Advanced Data Vault Course
However, these were intense two days with not only slides to cover, but also discussions and modelling exercises.
Hans has updated us on some recent changes to the DV standards, they are also listed on DVStandards.com website. These standards are accepted by The Data Vault & Ensemble Enthusiasts consortium as the current guidelines of Data Vault modelling. Although, the core of the Ensemble modelling and Data Vault stays the same, some patterns could be considered outdated and some better solutions could be found over time. This comes from the experience, and the change to standards is voted to be the new recommended best practice.
One of the most important and somewhat complex updates is a keyed-instance hub, it’s probably not easy to understand from reading, but would be obvious with the exercises. A Keyed-Instance Hub is a Hub that represents a logical 1:1 relationship with a Link, such that the grain of key represented by that Link, can be described (Satellites) or associated (Links) to other concepts in the model. i.e. you have already had a keyed-instance hubs in your DV model, they just acquired the name now. For example, the Sale_Line_Item hub, we always had it among the examples of sales business area model, but now we know it is a keyed-instance of the Sale and Product natural business relationship. The important update is that every relationship should have a keyed-instance hub, even if one if not easily picked up from the core business concepts business talks about.
It is always emphasised that the Ensemble modelling is following the Agile paradigm. The original Agile manifesto was written for the software development, so the The Data Vault & Ensemble Enthusiasts consortium has slightly adjusted it to be fully applicable to data warehousing. I think this is cool, I have used a reference to Agile manifesto on my customer’s projects from time to time to defend the way we develop a Data Vault, so personally I found it very helpful.
The discussion topics included data privacy, the Data Vault architecture and multi-timeline problems: there is never a simple answer to these problems, but rather a solution should be found for each specific implementation. On the privacy discussion we had tried to guess if the “right to be forgotten” has a loophole of forgetting the debts and misconducts alongside the rest of the information about a person. But we all agreed that the privacy should always be considered when modelling the data. On the architecture topic we had a heated discussion on “unfolding” the Same-As links into one “golden” hub record: what layer is the most appropriate for that, and whether it’s a physical or virtual one.

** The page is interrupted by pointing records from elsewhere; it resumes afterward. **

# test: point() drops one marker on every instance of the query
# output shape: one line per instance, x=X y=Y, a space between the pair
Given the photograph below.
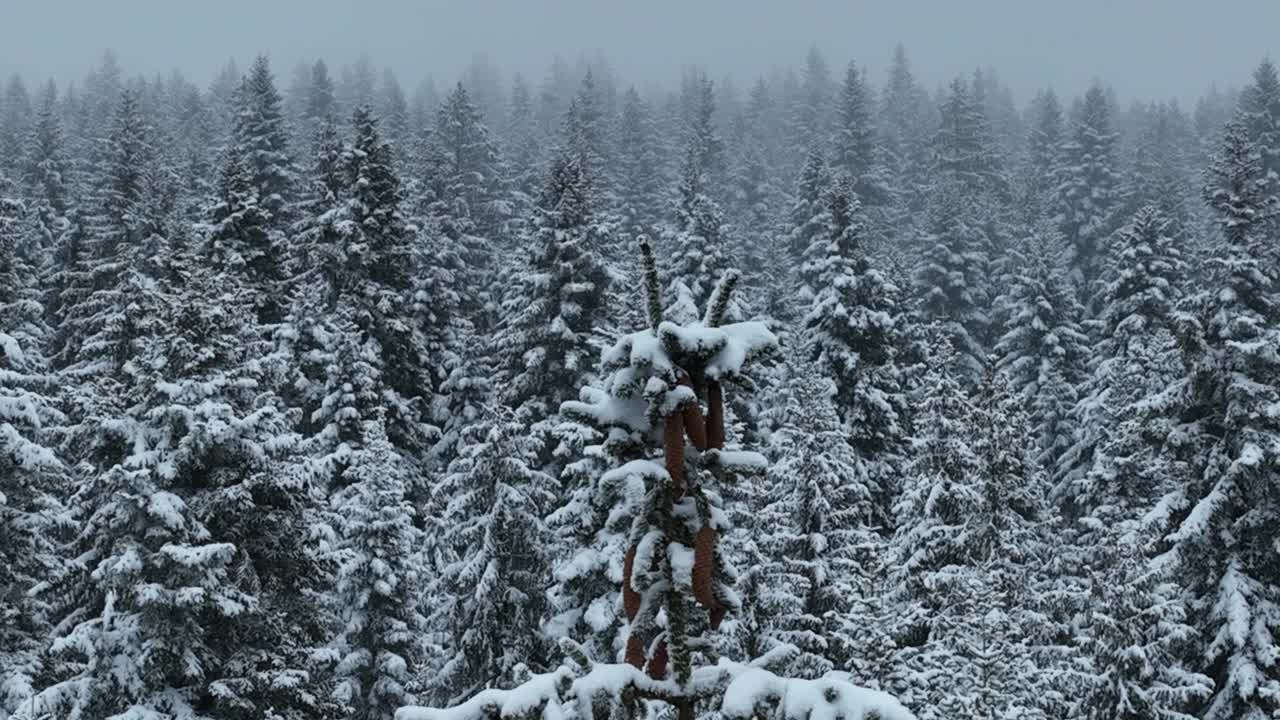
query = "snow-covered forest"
x=314 y=387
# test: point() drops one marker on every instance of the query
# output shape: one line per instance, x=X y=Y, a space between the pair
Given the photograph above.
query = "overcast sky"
x=1147 y=49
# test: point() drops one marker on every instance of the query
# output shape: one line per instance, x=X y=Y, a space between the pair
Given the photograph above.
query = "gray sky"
x=1148 y=49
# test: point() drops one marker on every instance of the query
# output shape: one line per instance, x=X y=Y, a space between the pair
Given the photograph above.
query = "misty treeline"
x=282 y=364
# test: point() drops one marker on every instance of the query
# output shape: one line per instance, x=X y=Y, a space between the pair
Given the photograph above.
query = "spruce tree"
x=380 y=639
x=1043 y=347
x=1137 y=630
x=1087 y=188
x=1220 y=524
x=1043 y=153
x=856 y=337
x=1260 y=108
x=698 y=250
x=963 y=554
x=31 y=472
x=807 y=220
x=492 y=532
x=951 y=274
x=251 y=217
x=819 y=531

The answer depends on many factors, including the level of the logic complexity that needs to be applied to co-located data until it could be considered integrated. Data multi-timeline is related to the problem of the current record from the business perspective vs. current record from the machines point of view: these could be different depending on the data capture mechanisms. We have just agreed to admit that this could be a can of worms, so the rational answer would be not to open it until you face the problem, i.e. keep it simple if possible. Another thing was a JSON data type in the Data Vault implementation. I firmly believe that this would break the pattern and it is not acceptable in the Business Vault layer, but the rest of the group had different thoughts on this, because there’s more and more non-structured data to handle.
The most valuable part for everyone on this course was sharing the experience: no two Data Warehouses are the same and all of us have faced different obstacles when applying the theory into practice. Sharing the ideas on modelling challenges like these could also be valuable. It’s good to stay in the loop.

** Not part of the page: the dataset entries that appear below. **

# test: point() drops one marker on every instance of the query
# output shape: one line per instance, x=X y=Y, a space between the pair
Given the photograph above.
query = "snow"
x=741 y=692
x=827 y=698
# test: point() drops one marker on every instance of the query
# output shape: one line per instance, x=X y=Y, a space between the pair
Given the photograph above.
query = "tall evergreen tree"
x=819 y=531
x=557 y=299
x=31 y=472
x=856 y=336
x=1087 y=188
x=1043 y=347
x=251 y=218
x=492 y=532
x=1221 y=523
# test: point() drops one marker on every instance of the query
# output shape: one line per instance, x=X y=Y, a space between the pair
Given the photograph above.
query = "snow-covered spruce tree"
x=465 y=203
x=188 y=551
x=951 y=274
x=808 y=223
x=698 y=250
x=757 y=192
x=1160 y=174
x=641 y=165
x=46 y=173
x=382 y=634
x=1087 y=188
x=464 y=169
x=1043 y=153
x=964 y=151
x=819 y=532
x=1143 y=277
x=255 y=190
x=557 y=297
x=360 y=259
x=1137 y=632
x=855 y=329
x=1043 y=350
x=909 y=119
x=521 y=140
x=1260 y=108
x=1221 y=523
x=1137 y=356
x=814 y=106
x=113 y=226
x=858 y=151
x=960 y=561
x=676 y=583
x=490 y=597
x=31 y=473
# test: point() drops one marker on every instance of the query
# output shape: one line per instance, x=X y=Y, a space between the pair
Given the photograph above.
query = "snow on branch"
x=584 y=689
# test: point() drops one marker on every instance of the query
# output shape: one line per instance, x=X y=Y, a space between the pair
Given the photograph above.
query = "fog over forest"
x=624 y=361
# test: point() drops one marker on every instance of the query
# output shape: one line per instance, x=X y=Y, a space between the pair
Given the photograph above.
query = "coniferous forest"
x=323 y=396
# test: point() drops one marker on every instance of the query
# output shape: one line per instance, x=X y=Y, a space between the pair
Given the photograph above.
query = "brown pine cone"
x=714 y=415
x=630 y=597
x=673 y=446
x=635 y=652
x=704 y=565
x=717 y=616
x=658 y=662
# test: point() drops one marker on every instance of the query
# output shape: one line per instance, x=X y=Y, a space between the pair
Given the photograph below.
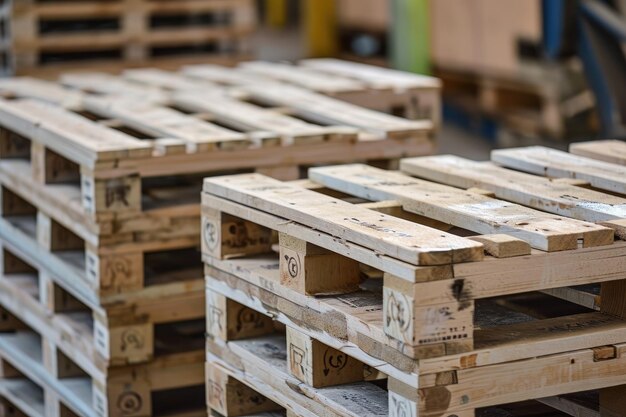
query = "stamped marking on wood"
x=129 y=402
x=211 y=233
x=216 y=394
x=297 y=358
x=248 y=319
x=398 y=318
x=400 y=406
x=215 y=320
x=131 y=339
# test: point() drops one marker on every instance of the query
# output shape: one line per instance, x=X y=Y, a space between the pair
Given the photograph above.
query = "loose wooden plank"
x=326 y=110
x=376 y=77
x=475 y=212
x=554 y=163
x=503 y=246
x=358 y=319
x=103 y=83
x=247 y=116
x=27 y=87
x=165 y=122
x=526 y=189
x=613 y=151
x=223 y=75
x=167 y=80
x=23 y=394
x=571 y=406
x=69 y=134
x=303 y=77
x=387 y=235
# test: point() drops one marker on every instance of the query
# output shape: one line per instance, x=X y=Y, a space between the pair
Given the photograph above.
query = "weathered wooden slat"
x=27 y=87
x=326 y=110
x=464 y=209
x=165 y=122
x=167 y=80
x=249 y=117
x=554 y=163
x=376 y=77
x=102 y=83
x=529 y=190
x=303 y=77
x=387 y=235
x=613 y=151
x=223 y=75
x=69 y=134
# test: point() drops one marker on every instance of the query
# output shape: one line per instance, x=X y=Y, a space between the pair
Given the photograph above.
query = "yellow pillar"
x=320 y=19
x=276 y=13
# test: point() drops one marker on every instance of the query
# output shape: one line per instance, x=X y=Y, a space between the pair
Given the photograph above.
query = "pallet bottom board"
x=264 y=360
x=26 y=355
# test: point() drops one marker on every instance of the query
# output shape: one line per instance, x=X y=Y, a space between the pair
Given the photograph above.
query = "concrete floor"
x=453 y=140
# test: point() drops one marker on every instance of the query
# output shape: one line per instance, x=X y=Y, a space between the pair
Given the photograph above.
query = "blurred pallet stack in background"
x=52 y=36
x=102 y=301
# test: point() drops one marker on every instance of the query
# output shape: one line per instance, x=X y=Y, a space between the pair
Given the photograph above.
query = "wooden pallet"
x=57 y=34
x=409 y=95
x=543 y=102
x=306 y=376
x=421 y=328
x=57 y=347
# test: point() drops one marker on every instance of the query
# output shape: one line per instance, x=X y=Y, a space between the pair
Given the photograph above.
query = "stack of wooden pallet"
x=102 y=297
x=49 y=36
x=425 y=292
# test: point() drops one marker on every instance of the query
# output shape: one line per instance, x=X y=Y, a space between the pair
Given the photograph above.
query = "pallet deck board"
x=526 y=189
x=168 y=123
x=613 y=151
x=50 y=36
x=377 y=77
x=326 y=110
x=478 y=213
x=555 y=163
x=263 y=358
x=412 y=243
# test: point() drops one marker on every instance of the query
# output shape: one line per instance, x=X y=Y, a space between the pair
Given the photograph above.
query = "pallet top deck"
x=541 y=228
x=221 y=119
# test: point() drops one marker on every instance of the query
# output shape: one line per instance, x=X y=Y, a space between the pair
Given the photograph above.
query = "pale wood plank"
x=401 y=239
x=302 y=77
x=167 y=80
x=27 y=87
x=103 y=83
x=69 y=134
x=613 y=151
x=376 y=77
x=326 y=110
x=159 y=121
x=554 y=163
x=526 y=189
x=246 y=116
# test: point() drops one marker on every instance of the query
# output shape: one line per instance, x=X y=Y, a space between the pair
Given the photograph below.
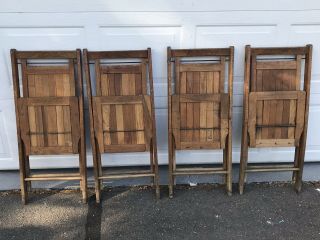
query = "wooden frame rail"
x=122 y=112
x=199 y=109
x=49 y=112
x=275 y=108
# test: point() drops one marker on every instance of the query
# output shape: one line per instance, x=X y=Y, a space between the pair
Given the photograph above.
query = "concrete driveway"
x=265 y=211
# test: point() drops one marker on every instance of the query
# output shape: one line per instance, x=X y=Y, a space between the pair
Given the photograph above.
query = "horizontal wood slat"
x=122 y=115
x=275 y=107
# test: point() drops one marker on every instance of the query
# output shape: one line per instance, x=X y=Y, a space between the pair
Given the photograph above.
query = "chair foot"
x=298 y=186
x=158 y=192
x=241 y=190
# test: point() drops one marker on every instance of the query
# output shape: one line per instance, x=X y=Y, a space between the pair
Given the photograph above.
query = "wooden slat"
x=200 y=52
x=125 y=148
x=274 y=65
x=46 y=54
x=200 y=67
x=92 y=55
x=132 y=68
x=279 y=51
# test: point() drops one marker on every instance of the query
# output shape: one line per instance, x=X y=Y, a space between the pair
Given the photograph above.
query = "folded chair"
x=122 y=117
x=275 y=107
x=200 y=109
x=49 y=112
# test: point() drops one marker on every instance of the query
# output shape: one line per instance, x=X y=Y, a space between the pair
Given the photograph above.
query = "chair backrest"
x=48 y=109
x=277 y=101
x=200 y=105
x=122 y=108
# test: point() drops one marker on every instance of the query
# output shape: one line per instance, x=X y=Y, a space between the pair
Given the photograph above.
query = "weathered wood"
x=199 y=111
x=49 y=113
x=122 y=117
x=275 y=108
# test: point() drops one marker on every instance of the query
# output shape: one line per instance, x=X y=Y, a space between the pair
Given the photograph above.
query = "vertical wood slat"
x=46 y=125
x=200 y=109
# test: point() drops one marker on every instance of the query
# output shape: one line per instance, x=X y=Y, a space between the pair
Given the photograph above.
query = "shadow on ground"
x=265 y=211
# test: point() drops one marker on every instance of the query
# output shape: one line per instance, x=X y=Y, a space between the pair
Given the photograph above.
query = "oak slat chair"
x=275 y=107
x=200 y=110
x=49 y=112
x=122 y=115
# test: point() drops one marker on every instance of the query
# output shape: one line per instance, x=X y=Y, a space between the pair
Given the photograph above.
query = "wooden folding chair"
x=49 y=113
x=275 y=108
x=122 y=113
x=200 y=110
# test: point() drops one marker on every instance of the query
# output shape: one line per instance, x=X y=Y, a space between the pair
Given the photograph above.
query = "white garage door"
x=120 y=25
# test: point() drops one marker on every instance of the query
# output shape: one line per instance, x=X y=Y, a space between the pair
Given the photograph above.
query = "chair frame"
x=173 y=56
x=99 y=175
x=75 y=103
x=303 y=96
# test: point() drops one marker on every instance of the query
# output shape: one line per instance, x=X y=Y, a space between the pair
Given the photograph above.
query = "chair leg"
x=229 y=166
x=296 y=164
x=156 y=171
x=22 y=169
x=152 y=169
x=96 y=167
x=170 y=152
x=243 y=161
x=27 y=166
x=83 y=170
x=302 y=149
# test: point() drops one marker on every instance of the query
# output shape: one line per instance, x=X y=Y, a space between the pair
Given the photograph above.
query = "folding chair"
x=200 y=110
x=49 y=114
x=275 y=108
x=122 y=117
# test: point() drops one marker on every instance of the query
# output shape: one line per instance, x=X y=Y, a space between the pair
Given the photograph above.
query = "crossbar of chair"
x=53 y=177
x=127 y=174
x=271 y=168
x=199 y=171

Hans has mentioned the Ensemble Logical Modelling (ELM) workshops, which are a way to gather requirements. Data Vault model is totally dictated by business: it’s no more than a representation of core business concepts users talk about. But until the last year requirement gathering for the Data Vault hadn’t been formalised, so every team did the best they could do collecting the information from the users. One of the options is the BEAM methodology, which is the business requirement gathering methodology for data warehouses; but the artifact of BEAM is a star schema model, so some tweaking was required to achieve an ensemble model at the end. ELM workshop is a way to collect the information from business that naturally produces the Ensemble model instead. One course that prepares ELM workshop facilitators is scheduled to run in Wellington in July, if you are interested.
In general this was a great trip: apart from all the new things I’ve learned, there were dishes and beverages to enjoy as well. I’m eager to apply new knowledge to the next Data Vault project. Apparently, we are doing it well in Wellington: our Australian colleagues complained that companies are not so quick to adopt changes (so, many new concepts were truly new to them, while us kiwis were aware of most of them already) and also there’s not enough certified DV specialists to fulfill the market demand. Keep vaulting!